The workaround for this is straight forward. Use the second copy of the spectrum (throw away the DC bin and the last bin, since the information they contain are not equivalent to that in the other bins).
The last problem is more of a puzzle than a legitimate problem. If you use Excel to load the csv file, it will truncate the file at the 1048573rd row, give you a warning that the whole file has not been loaded and present the first copy of the spectrum with the DC bin at the end. This caused confusion when working with Gerry to figure out what was going wrong. However, it is easy to see that the file contains two copies of the spectrum. Open it with a text editor that shows line numbers (e.g., textedit on Windows, bbedit on Mac OS, or gedit on Linux). there are clearly 2097151 lines in the file (3 of these are header information).
One final issue needs to be addressed. It is not a problem with the 4262 software or hardware. Rather it concerns how to combine frequency bins produced by an FFT spectrum analyzer.
In the above example used to illustrate some of the problems with the 4262, the width of each FFT bin is 190.7 mHz. In some cases, when presenting a spectrum for discussion, one first "normalizes" the bin width to 1 Hz. Frequently, with analog spectrum analyzers, the minimum resolution bandwidth is greater than 1 Hz, so this requires dividing the observed value by a constant to normalize this value to 1 Hz.
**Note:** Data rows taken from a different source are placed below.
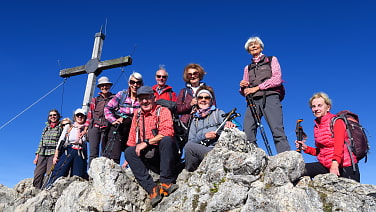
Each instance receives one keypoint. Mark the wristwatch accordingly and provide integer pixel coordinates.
(147, 141)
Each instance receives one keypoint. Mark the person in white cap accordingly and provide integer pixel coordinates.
(161, 89)
(71, 151)
(96, 124)
(119, 112)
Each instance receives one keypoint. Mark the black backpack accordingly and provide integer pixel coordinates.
(180, 129)
(358, 141)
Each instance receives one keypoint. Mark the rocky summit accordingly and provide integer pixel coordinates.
(234, 176)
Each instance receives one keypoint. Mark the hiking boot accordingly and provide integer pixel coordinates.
(155, 196)
(167, 189)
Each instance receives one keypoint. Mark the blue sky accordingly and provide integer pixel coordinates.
(321, 46)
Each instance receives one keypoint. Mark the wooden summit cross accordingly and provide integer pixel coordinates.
(94, 67)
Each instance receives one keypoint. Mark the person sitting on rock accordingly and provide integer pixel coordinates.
(331, 150)
(152, 146)
(202, 136)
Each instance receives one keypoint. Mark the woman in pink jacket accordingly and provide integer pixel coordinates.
(331, 150)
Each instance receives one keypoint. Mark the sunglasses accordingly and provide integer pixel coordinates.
(161, 76)
(193, 74)
(204, 97)
(135, 82)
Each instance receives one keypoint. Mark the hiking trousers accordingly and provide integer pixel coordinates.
(313, 169)
(117, 139)
(71, 160)
(194, 154)
(43, 166)
(163, 163)
(272, 111)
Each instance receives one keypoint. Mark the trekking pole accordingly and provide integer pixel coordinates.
(48, 177)
(229, 117)
(253, 108)
(110, 145)
(300, 135)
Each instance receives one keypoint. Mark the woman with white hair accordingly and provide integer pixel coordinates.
(119, 112)
(202, 136)
(262, 79)
(71, 152)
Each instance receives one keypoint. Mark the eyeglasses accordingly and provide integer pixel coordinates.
(204, 97)
(193, 74)
(141, 98)
(133, 82)
(161, 76)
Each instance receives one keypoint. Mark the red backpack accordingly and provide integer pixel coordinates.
(357, 142)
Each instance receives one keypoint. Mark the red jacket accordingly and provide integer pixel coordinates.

For example, the Siglent SSA 3032X has a minimum RBW of 10 Hz. To convert the observed power in a bin to a 1 Hz normalized value, the power is divided by 10; or equivalently if power is expressed in dBm, subtracting 10 dB from the value.
When bins are narrower than 1 Hz, the power in each bin must be added together to obtain a 1 Hz normalized value. However, the windowing function associated with an FFT spectrum causes leakage between bins, so their values are inflated. To obtain an accurate 1 Hz value requires adding bins and then dividing by the noise power bandwidth associated with the window (see section 4 of
this paper for a more detailed treatment of FFT spectrum computations).
Each window has a different associated noise power bandwidth. Table 3 in the above referenced paper provides the value associated with some common window functions.